Il peso dell’AI nella Relazione 2025
Nel 2025, molti provvedimenti hanno riguardato l’uso dell’AI per generare deepfake e raccogliere dati personali senza consenso. Il Garante ha sanzionato realtà che sfruttavano algoritmi poco trasparenti, ribadendo che innovazione non può significare violazione della privacy. La Relazione annuale conferma un’accelerazione degli interventi, con l’obiettivo di arginare i rischi di un’AI fuori controllo.
Un ruolo più ampio: dalla cyber ai Big Tech
La Relazione mostra un’Autorità che si candida a presidiare il “quinto dominio” cibernetico. I dati sono definiti un asset geopolitico, e il Garante vuole essere parte della governance digitale, intervenendo su Big Tech, sanità digitale e diritto di cronaca. L’idea è che la protezione dei dati non sia solo una questione tecnica, ma un baluardo contro la sorveglianza di massa e le asimmetrie di potere.

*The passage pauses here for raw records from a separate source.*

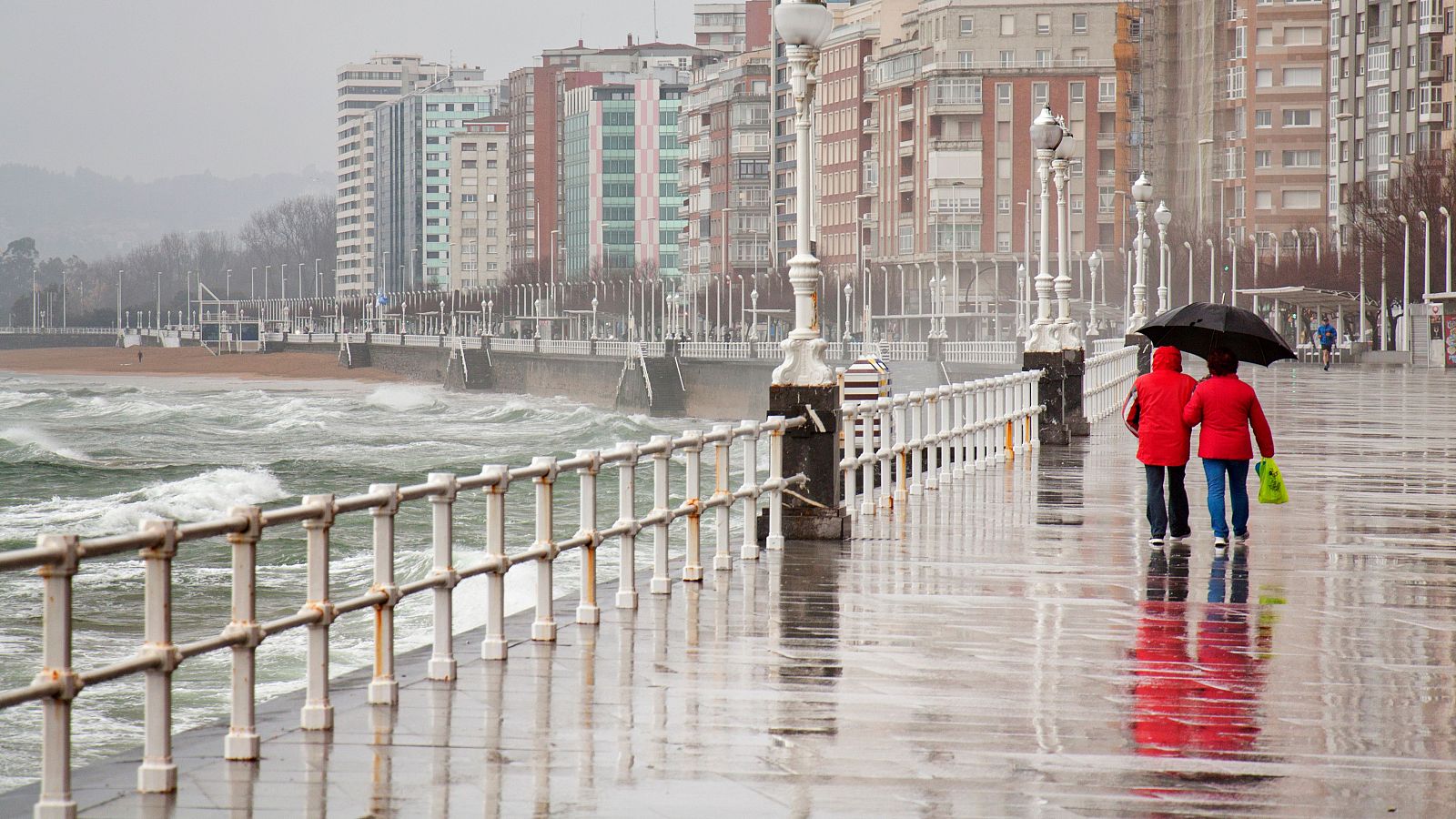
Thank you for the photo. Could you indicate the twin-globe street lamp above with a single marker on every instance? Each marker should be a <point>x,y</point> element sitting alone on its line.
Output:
<point>803,25</point>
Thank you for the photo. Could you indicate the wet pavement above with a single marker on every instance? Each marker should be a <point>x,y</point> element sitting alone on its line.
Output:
<point>1011,647</point>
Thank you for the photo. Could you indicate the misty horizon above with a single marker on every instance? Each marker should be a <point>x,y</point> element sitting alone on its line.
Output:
<point>196,96</point>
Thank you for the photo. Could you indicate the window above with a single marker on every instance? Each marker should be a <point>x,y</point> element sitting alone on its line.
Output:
<point>1300,200</point>
<point>1303,76</point>
<point>1300,116</point>
<point>1300,159</point>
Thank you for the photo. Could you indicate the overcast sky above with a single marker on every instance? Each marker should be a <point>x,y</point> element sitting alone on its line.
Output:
<point>159,87</point>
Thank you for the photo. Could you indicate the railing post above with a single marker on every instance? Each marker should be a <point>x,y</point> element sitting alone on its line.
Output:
<point>932,438</point>
<point>775,540</point>
<point>902,450</point>
<point>626,516</point>
<point>587,610</point>
<point>848,464</point>
<point>318,712</point>
<point>159,773</point>
<point>885,453</point>
<point>56,666</point>
<point>492,646</point>
<point>916,440</point>
<point>750,487</point>
<point>441,506</point>
<point>866,455</point>
<point>242,732</point>
<point>545,627</point>
<point>723,560</point>
<point>693,557</point>
<point>662,583</point>
<point>383,688</point>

Quando l’algoritmo decide per noi
Dalla salute al lavoro, crescono i casi di decisioni automatizzate che impattano le vite. Il Garante sottolinea i rischi: discriminazioni, errori sistemici e mancanza di spiegabilità. La protezione dei dati diventa lo scudo per mantenere la centralità dell’uomo, in un’epoca in cui gli algoritmi rischiano di sostituirsi alle valutazioni umane senza adeguati controlli.
Cosa significa per chi legge
- Attenzione ai deepfake: il Garante sta rafforzando le tutele, ma è essenziale verificare le fonti e limitare la condivisione di dati sensibili.

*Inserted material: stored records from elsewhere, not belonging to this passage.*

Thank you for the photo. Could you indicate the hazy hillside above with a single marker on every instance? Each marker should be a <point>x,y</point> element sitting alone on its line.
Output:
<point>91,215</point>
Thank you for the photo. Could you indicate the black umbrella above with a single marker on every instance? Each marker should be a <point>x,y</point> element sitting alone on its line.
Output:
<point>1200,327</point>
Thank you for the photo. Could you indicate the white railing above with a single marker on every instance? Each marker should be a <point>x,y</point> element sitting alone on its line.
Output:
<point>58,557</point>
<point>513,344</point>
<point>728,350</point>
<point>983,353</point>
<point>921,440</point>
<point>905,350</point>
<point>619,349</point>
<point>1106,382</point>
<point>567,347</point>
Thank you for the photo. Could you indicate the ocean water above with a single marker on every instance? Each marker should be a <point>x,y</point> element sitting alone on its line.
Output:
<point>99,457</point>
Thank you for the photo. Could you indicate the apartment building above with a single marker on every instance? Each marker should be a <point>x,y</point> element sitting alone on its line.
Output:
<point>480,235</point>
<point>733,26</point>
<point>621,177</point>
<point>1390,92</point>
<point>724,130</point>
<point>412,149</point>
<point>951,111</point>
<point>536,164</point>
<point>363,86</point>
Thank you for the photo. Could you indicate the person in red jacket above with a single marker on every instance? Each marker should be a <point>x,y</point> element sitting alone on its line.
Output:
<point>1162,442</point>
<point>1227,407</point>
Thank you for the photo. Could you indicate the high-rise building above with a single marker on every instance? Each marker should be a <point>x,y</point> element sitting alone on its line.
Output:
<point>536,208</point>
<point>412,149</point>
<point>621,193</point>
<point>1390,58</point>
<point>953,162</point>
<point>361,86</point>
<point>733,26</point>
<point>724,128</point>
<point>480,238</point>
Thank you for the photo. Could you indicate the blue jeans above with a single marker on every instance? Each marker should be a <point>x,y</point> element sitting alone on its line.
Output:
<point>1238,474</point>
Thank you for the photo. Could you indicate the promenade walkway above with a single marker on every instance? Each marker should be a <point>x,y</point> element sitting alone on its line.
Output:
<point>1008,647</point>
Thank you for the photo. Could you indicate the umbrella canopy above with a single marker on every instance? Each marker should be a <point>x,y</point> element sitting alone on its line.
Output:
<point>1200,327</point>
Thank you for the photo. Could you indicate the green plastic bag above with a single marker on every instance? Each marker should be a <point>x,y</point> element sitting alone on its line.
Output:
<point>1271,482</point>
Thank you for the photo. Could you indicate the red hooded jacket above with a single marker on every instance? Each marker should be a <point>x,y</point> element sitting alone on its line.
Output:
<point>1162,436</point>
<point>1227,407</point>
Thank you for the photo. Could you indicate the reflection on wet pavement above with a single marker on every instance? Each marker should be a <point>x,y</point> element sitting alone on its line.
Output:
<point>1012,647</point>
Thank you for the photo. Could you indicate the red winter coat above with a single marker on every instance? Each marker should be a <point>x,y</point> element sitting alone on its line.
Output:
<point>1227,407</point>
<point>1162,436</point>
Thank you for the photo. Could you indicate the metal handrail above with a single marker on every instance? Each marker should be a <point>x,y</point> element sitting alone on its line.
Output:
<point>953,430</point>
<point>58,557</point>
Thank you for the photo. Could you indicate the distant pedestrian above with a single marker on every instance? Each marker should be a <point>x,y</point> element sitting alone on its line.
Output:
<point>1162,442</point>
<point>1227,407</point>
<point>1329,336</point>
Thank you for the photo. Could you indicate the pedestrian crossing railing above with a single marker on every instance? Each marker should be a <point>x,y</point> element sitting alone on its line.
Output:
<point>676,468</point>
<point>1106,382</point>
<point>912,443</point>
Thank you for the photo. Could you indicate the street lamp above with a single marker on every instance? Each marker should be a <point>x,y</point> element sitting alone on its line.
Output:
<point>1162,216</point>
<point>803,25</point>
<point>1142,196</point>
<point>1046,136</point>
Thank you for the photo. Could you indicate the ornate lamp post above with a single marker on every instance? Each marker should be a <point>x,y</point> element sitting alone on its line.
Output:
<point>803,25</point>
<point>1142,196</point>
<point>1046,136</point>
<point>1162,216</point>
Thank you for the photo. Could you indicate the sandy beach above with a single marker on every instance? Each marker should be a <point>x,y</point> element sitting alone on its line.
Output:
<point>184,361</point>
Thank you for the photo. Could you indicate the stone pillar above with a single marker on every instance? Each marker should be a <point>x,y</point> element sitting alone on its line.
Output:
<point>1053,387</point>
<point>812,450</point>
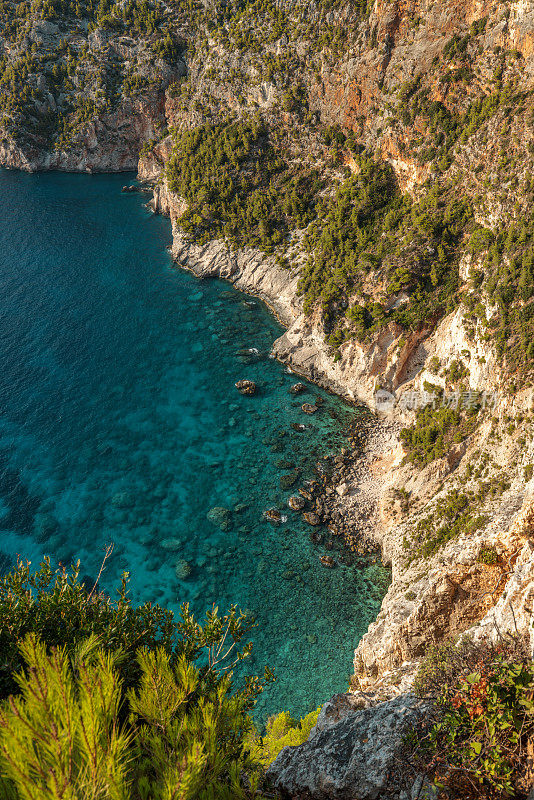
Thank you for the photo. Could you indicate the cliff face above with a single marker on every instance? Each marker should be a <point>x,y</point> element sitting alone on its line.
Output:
<point>393,236</point>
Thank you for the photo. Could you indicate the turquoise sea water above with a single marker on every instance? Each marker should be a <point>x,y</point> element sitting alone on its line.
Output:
<point>119,422</point>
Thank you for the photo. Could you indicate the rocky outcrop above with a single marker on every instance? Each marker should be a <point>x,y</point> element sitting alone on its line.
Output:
<point>355,752</point>
<point>108,143</point>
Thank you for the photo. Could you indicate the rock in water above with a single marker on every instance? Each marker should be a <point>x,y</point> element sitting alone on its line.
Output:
<point>171,544</point>
<point>182,569</point>
<point>220,517</point>
<point>354,751</point>
<point>273,515</point>
<point>327,561</point>
<point>247,388</point>
<point>296,503</point>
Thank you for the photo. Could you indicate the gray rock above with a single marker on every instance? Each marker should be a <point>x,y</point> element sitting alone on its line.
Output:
<point>353,752</point>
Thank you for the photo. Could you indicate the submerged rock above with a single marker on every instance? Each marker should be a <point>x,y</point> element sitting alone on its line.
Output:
<point>220,517</point>
<point>182,569</point>
<point>289,480</point>
<point>273,515</point>
<point>171,544</point>
<point>245,387</point>
<point>296,503</point>
<point>123,499</point>
<point>354,751</point>
<point>327,561</point>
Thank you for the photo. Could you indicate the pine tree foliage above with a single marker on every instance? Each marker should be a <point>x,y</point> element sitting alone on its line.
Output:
<point>63,737</point>
<point>60,739</point>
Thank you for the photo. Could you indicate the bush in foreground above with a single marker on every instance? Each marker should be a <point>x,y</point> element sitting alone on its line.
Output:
<point>480,740</point>
<point>104,701</point>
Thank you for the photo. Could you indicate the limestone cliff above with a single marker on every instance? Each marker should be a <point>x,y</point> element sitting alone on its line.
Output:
<point>377,193</point>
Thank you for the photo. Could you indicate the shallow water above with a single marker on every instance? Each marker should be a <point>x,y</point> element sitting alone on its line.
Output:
<point>119,422</point>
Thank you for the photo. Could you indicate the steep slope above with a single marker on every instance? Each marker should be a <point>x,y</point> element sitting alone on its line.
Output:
<point>367,168</point>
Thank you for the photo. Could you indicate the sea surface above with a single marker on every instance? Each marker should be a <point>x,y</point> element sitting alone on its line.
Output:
<point>120,423</point>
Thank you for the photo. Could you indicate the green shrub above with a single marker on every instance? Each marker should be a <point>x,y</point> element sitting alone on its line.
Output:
<point>481,718</point>
<point>61,611</point>
<point>282,731</point>
<point>64,736</point>
<point>110,702</point>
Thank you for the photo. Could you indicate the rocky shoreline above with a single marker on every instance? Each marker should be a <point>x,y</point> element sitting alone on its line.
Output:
<point>375,499</point>
<point>365,501</point>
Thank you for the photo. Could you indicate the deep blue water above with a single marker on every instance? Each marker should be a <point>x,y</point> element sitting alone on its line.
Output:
<point>119,422</point>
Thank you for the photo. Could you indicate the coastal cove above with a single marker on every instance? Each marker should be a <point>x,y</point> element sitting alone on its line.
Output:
<point>120,423</point>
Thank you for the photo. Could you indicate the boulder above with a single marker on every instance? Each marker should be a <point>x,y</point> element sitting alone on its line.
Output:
<point>296,503</point>
<point>273,515</point>
<point>220,517</point>
<point>353,752</point>
<point>247,388</point>
<point>182,569</point>
<point>171,544</point>
<point>327,561</point>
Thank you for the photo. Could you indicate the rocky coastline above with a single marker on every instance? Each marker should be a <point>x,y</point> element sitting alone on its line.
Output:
<point>449,593</point>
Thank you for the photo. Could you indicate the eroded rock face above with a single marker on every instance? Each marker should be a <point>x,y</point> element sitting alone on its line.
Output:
<point>355,752</point>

- Diritto alla spiegabilità: se un algoritmo nega un prestito o una cura, puoi chiedere conto della decisione.
- Maggiori obblighi per le aziende: chi sviluppa AI deve garantire trasparenza e valutazioni d’impatto, pena sanzioni che possono essere molto salate.
L’epoca dell’AI senza regole volge al termine, e il Garante Privacy intende essere il guardiano di questo nuovo confine.